In order to get the best out of the grains, both in terms of flavour and digestibility, an overnight soaking is required. I timed this loaf to be baked on the same day of mixing – no overnight retardation. This meant that the starter needed refreshing a couple of days before, and on the night before at the same time as mixing the soaker. I also wanted to push the hydration of this loaf up to give it a lighter texture, so I increased the amount of water I normally use both in the starter and the loaf itself. In order to develop the gluten in the dough, I have used the “stretch/fold” method of kneading. Whilst the timings may seem a little over the top (a quick knead every ten minutes, then every half an hour) it is really very easy and does a fantastic job.

The (very wet) dough proofing in well-floured bannetons.

This loaf uses a combination of rye flour from the starter, and wholemeal spelt and white baker’s flour for the dough. The rye and spelt give an excellent flavour and colour, whilst the white flour lightens the texture further – something which can occasionally be an issue in wholemeal multigrain breads.


  • 50g rolled spelt grains
  • 50g rolled wheat grains
  • 50g polenta
  • 25g red quinoa
  • 25g linseed
  • 200g water at room temperature


  • 400g rye starter at 150% hydration
  • 400g white baker’s flour
  • 400g wholemeal spelt flour
  • 650g water
  • 20g salt
  • all of the soaker
  1. Two nights before making the dough, refresh 50g of rye starter with 100g rye flour and 150g water.
  2. The night before making the bread, mix the soaker ingredients and cover. Refresh the starter with 100g rye flour and 150g water.
  3. The morning of making the bread, mix all of the ingredients in a large bowl.

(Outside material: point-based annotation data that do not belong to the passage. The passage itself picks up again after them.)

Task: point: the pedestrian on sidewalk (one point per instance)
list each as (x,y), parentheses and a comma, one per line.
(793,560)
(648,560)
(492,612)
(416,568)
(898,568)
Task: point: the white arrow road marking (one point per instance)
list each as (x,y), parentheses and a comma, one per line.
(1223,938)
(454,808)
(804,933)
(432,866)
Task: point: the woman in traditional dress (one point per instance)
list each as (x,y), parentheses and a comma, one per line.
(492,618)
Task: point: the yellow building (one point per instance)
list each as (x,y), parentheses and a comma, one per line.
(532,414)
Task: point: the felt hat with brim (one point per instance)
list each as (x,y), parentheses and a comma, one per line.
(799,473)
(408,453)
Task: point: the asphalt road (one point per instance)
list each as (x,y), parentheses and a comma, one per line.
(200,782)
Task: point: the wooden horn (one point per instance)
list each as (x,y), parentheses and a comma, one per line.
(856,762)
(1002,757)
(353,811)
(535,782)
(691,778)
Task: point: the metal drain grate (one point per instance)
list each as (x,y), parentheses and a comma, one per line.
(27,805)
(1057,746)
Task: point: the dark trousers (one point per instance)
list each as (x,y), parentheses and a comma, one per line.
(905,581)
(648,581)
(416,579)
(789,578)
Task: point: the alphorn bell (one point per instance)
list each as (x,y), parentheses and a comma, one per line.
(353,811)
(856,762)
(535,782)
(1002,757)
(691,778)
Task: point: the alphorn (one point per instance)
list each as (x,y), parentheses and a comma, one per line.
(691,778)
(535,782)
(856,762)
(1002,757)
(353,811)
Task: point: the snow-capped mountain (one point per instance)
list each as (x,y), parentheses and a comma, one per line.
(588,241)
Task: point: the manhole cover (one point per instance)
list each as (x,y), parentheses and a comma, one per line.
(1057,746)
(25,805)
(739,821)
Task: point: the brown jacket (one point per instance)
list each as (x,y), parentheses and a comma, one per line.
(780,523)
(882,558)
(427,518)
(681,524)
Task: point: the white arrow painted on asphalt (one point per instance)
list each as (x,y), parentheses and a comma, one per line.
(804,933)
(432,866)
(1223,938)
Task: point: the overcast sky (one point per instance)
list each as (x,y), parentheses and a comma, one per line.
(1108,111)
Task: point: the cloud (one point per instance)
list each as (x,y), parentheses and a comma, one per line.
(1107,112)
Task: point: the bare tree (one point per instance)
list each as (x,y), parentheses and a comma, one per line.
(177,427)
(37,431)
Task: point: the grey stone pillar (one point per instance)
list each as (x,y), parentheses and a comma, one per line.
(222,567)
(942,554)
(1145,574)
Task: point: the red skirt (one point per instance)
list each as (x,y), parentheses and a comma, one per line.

Autolyse for 20 minutes.
  4. Stretch/fold the dough 10 times, rotating the bowl. Cover and leave for 10 minutes. Repeat three times.
  5. Stretch/fold the dough 10 times every half an hour for three hours (six times). Cover and leave the dough for one more hour.
  6. Divide and shape the dough, and place into bannetons extremely well-floured with rice flour.
  7. Proof for two hours at room temperature. Preheat the oven to 240°C with a Dutch Oven (Le Creuset style cast iron pot with lid) on the middle shelf.
  8. Upturn the bread onto a well floured peel. Carefully remove the Dutch Oven, remove the lid, slide the loaf in, replace the lid and place in the oven. Bake for 30 minutes with the lid on, and 15 minutes with the lid off. Reduce temperature to 230°C if the loaf looks too dark.
  9. Repeat with the remaining loaf. Cool loaves on a wire rack before slicing.
multigrain loaves
The finished loaves. The contrast of the rye/spelt and the white rice flour gives the loaves a dramatic look. The cracking on the top is from the rising of the bread, not from scoring.
There is enough leavening power in the starter to force these cracks.